To address our methods, we are using Concord Network Health reporting. Concord uses 5 minute polling samples of an "element", which in this case is a core interface, or the hub side of a WAN circuit. The "anchor" information is the port speed. Port speed (128K) is compared to the variable bps at the time the sample is taken and a utilization % is derived. We calculate both input, output because of the vast differences in traffic to and from the core. Mostly we focus on the utilization of traffic back to a remote location due to the nature of our applications. Large report requests, Web downloads, etc. drive utilization to higher numbers.
We arrived at the current comparison metrics by "guessing" at the threshold for application performance or response time change. Since we are a service provider, we wanted to optimize our time and perform a 5,000 foot view. This method allows us to dig deeper if consistent normal traffic flow percentages are higher, or move on to other possible causes of poor application performance.
...<38%, as a base, seemed like a safe threshold because of the 10 hour time frame and the fact that the morning hours could be highly utilized, but afternoon hours may be lower. Rather than spending on upgrades perhaps scheduling changes could help keep costs down. The other percentages just step up from there. The flaw in this thinking is if in fact the morning hours show very high utilization, and normal business practices cannot change.
What is important to us is that application response times are reasonable. In my experience there are many causes of poor application performance. Our goal in measuring WAN utilization is to eliminate WAN as a factor in poor app performance, so that we can focus on client, host processing, or application engineering flaws (I know - spoken like a true network person.)
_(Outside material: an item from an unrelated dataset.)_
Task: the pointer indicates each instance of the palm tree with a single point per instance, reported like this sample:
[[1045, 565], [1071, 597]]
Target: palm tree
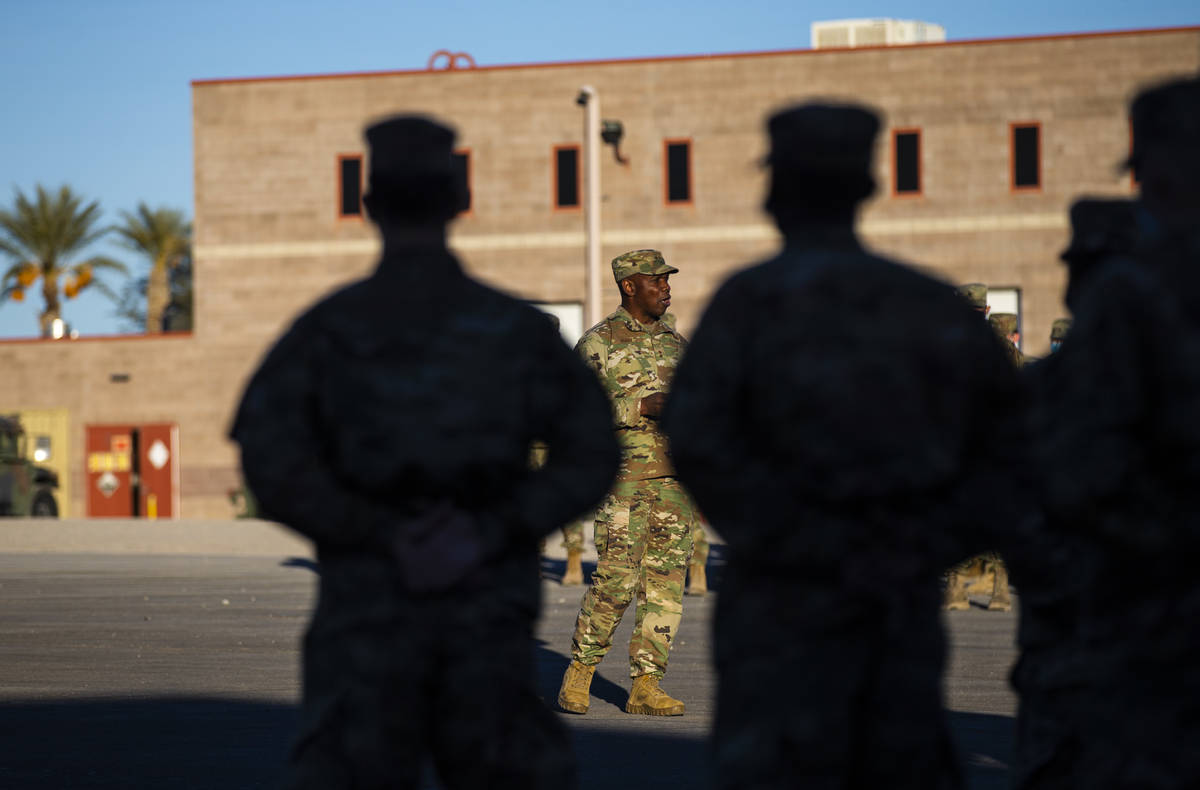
[[41, 237], [165, 237]]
Thanks again for your time.
More from Dr. Jorgenson
Your methodology makes good sense. For file transfers you should be able to develop reasonable response criteria – it is hard for me to comment on your numbers though – I would have to get deep into the details with you.
I would make one additional comment though. I would not look just at averages over long periods (like hours) – I would look at the distribution of local maxima and minima. Or alternately, identify local maximums (minimums) and measure percentage of time above (below) some selected thresholds.
What does that get you? If you pick a reasonable threshold for the maximum and a tolerance/response time for the application, you will be able to establish a metric for the network response – the rate at which it fails to respond at an acceptable level. That measure may be quite different from a global average for the reasons that I mentioned in my first response (burst traffic). It is the rate of occurrence of the instantaneous utilization exceeding an acceptable threshold. Or, in other words, how often an application experienced a WAN link that was not performing within specification.
Here's where a graph could be really handy.
I trust that you get my meaning and that this helps.